The title is to be read in one of those scary voices.
The Pit of Despair is a term that comes from a very cruel animal experiment that was designed to make a model of clinical depression.
In the jargon of World Wide Web start-ups it refers to the period just after a successful launch.
When you launch, for a very brief moment, sometimes only a few hours, if you’re lucky a few days or even weeks you are ‘newsworthy’. This will create a brief but quite impressive spike of traffic to your website that will temporarily lift you up to heights of euphoria rarely experienced.
That’s really just to soften you up though, because right after that you will be thrown in to the Pit of Despair.
The reason why is simple, your ‘newsworthiness’ is brief, and after the media coverage goes away again the only way you could possible go is down, you can’t sustain your traffic of that first brief moment unless your application goes viral by itself or you were exceptionally good in holding on to your visitors (stickyness).
So a typical launch of a successful website with good media coverage might look something like this:
Which looks truly horrible. After a few days or weeks in the pit of despair you are probably wondering if it will ever end.
Those turnover predictions from the first couple of days have evaporated like so much snow in May, and it looks as though the project, though initially well received is now dead in the water.
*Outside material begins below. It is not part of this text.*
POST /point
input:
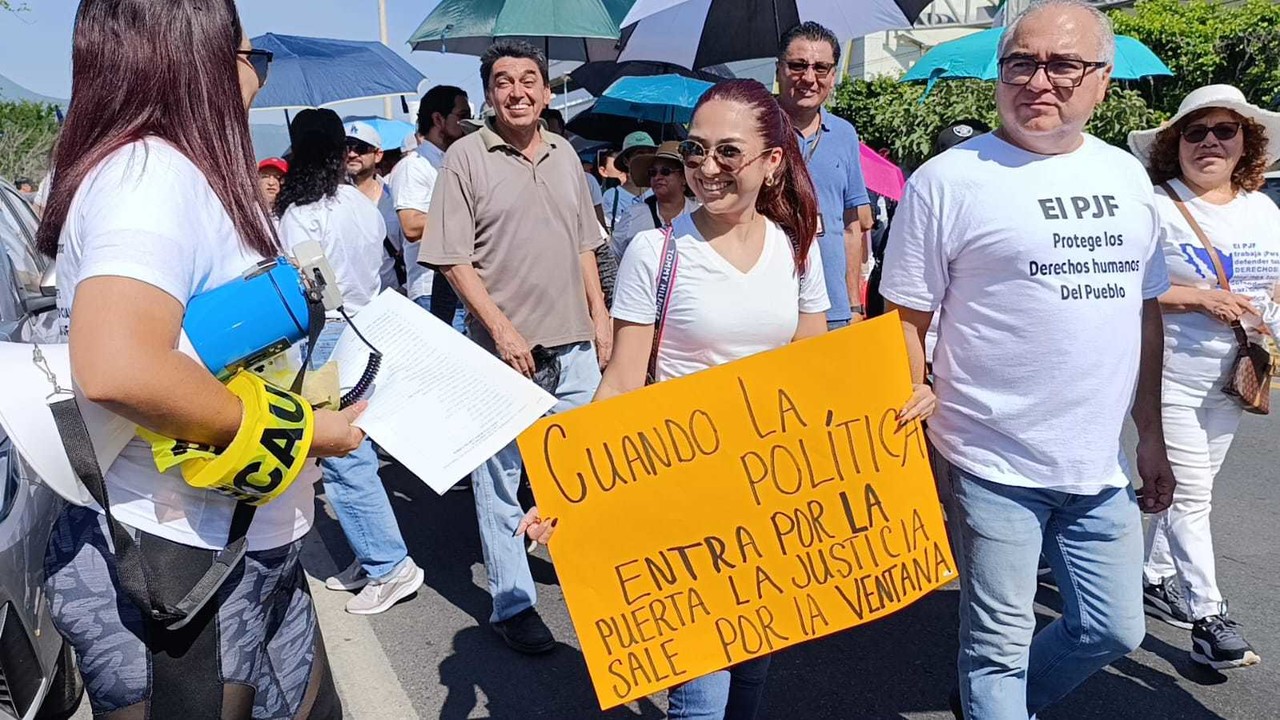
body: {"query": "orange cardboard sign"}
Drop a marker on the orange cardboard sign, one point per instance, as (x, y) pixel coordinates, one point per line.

That’s deceptive though. Especially because you were initially well received by the press and end users alike you’ve burned through a bunch of visitors in a very short time that would have otherwise found you, but over a longer period of time. It’s as though a whole pile of potential visitors got telescoped in to the first couple of days after launch. Some of them will be back, but not right away, and some of them will pass the message about your website to friends. Some of them will write about your site on their blogs and place links. Search engines haven’t picked up on you yet (though this is actually getting better and better, especially for stuff that has seen good media coverage) and still need to update their indexes.
So even though the situation looks terribly bleak, under water there is a slow but steady movement of a number of forces that will help you in the longer term. It may be a while though, patience really pays off here, do not kill your site in the first couple of weeks after launch because you think it is a dud.
Meanwhile, you are of course improving on your MVP, hopefully you see a couple of sales, perhaps another article will be written and so on. The world did not stop turning and slowly, ever so slowly you will notice the traffic to go up.
And then, after a lot of time has passed, suddenly you realize that you are ‘out of the pit’, your traffic is at the launch level, or even above it. Even though apparently nobody is writing about you, your website seems to have ‘found’ its own traffic, tools like google analytics will help you in seeing where your traffic is coming from and may suggest ways to improve it even further.
So, what happened to the website above? How did it look after another few months had passed?
That doesn’t look half bad now, does it. Even so, there is lots of room for improvement and in time it will be a solid site that will not have to rely on continuous press moments to drive traffic. Nothing beats backlinks and happy users, press will only get you in to the pit, not out of it.
If this looks like it could be your website, don’t despair, hang in there and keep going, what got you to the launch date (working on your product, making users happy) will get you out of the pit.